Napoleon en William Pitt verdelen de wereld alsof het een plumpudding is
  • plum·pud·ding
  • Leenwoord uit het Engels, in de betekenis van ‘soort pudding’ voor het eerst aangetroffen in 1746 [1]
  • uit het Engels [2]
enkelvoud meervoud
naamwoord plumpudding plumpuddingen
verkleinwoord

de plumpuddingm [3]

  1. (voeding) een uit Engeland afkomstige pudding die men met kerstmis eet bestaande uit gekonfijt fruit, rozijnen en krenten
    • Kerst zonder plumpudding is voor Engelsen geen Kerst. Het machtige gerecht - goed voor een volle maag van de working class - stamt al uit de 17de eeuw. Charles Dickens schreef erover. „Als je alle kliekjes mengt met gedroogd fruit wordt het vanzelf lekker.” Er ligt nu ook een moderne versie in de supermarkt. [4] 

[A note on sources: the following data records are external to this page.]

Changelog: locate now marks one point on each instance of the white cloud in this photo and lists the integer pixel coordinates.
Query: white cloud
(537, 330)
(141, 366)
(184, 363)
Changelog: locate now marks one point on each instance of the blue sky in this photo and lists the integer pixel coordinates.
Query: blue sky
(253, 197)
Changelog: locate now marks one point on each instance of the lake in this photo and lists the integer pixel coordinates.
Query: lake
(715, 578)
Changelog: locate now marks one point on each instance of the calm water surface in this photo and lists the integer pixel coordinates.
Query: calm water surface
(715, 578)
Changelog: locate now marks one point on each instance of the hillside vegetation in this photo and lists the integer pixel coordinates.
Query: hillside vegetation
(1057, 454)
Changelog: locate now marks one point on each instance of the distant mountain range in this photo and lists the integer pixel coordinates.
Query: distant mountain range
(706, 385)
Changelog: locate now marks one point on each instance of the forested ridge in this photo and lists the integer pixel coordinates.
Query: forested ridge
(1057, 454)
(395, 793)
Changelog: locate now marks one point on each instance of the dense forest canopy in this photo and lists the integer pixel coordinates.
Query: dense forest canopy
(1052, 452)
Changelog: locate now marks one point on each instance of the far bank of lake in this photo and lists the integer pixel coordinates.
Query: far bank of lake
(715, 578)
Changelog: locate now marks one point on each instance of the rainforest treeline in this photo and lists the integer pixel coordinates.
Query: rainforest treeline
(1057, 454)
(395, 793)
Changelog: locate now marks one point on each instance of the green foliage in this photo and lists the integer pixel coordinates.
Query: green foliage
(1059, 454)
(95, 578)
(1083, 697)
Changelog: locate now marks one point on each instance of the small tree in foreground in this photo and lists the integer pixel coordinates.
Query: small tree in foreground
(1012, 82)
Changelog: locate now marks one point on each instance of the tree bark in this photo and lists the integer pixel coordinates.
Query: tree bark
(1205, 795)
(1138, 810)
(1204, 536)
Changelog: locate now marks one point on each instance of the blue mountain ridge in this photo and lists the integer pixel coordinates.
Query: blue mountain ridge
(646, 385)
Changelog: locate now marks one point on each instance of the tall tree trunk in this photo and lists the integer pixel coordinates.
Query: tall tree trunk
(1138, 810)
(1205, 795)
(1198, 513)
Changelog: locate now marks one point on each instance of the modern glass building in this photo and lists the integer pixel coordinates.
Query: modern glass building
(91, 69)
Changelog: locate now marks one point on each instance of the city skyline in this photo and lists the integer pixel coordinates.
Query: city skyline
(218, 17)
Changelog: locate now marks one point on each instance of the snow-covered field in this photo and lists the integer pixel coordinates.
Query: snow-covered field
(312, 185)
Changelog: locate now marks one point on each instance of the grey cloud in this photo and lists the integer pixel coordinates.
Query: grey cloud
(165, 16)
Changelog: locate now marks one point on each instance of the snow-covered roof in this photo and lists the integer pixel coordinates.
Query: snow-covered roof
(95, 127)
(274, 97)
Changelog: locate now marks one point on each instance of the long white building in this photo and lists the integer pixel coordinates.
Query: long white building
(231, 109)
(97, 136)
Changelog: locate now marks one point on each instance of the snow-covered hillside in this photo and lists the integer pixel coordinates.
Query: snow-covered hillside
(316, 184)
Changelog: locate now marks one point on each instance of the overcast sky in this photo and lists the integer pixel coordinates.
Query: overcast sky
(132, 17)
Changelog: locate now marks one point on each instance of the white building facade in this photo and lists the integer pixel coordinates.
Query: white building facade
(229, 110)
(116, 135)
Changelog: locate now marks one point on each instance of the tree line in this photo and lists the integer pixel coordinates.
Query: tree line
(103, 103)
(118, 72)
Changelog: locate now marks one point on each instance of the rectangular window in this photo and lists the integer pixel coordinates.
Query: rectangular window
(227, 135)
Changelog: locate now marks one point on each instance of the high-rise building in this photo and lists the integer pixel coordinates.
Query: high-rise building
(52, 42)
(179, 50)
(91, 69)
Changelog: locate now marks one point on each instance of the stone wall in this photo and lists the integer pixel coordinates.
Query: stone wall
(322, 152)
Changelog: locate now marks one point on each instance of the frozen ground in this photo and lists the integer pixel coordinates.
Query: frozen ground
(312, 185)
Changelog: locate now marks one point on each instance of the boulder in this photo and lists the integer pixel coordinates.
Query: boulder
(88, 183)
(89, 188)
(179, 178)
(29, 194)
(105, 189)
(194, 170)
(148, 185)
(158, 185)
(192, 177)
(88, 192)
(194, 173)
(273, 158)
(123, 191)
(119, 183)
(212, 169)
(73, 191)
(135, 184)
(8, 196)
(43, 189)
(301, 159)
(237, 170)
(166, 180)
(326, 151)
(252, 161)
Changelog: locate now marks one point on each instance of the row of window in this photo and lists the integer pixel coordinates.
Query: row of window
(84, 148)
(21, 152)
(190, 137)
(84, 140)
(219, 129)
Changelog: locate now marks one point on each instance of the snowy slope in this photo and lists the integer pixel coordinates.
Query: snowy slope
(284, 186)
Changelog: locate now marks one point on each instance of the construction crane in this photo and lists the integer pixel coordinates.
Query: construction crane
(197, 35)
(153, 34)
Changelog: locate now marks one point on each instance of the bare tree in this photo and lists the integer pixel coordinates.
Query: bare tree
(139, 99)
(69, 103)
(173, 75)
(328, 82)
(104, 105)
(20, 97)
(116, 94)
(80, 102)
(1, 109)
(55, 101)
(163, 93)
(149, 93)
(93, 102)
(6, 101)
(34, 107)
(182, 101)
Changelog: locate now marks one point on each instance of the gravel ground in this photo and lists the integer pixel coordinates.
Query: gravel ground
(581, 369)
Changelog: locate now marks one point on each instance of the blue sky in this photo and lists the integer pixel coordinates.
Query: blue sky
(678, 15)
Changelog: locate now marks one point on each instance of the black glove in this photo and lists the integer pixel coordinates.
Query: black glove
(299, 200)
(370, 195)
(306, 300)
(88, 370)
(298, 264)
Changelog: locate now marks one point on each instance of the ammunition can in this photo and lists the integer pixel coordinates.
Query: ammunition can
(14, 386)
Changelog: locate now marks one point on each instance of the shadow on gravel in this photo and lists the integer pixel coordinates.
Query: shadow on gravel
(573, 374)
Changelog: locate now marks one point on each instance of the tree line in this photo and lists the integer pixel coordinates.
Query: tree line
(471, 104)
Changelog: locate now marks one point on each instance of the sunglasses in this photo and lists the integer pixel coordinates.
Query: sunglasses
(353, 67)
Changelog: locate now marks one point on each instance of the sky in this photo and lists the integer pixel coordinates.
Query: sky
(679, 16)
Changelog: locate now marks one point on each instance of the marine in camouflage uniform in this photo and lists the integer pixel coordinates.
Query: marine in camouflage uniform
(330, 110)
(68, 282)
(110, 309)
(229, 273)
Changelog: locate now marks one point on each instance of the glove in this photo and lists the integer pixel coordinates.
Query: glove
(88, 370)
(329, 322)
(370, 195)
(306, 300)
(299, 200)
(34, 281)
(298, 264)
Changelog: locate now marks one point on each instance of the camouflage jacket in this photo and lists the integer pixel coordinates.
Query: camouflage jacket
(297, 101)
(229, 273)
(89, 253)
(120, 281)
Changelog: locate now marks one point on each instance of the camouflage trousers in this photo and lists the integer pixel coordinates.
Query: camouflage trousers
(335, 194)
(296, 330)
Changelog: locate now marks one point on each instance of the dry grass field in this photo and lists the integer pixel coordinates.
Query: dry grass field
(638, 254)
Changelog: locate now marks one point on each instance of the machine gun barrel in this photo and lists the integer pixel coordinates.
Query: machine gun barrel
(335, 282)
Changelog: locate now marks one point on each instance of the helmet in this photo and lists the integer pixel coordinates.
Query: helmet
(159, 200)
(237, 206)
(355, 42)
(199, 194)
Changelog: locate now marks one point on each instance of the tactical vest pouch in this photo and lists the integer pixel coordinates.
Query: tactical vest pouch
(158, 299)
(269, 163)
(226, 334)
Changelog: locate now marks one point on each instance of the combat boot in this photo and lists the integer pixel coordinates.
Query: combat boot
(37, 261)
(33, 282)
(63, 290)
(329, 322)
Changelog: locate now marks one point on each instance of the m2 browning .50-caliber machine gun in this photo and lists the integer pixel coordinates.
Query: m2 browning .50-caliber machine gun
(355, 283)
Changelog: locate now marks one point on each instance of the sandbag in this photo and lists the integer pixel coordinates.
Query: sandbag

  • als een (plum)pudding in elkaar zakken
zo in elkaar zakken dat er niets meer van overblijft
  • Kandidaat Marcel moest wijken, maar het meeste medelijden wekte Manuela op met haar dramatische handgevormde pie. Als een plumpudding zakte het deegbakje in de oven ineen en alle vulling - kip, spek en abrikozen - lag naast een zielig hoopje deeg. "Dit wordt helemaal niks, dramatisch!", constateerde Manuela, die ook bij de eerste opdracht uit de bocht was gevlogen.[5]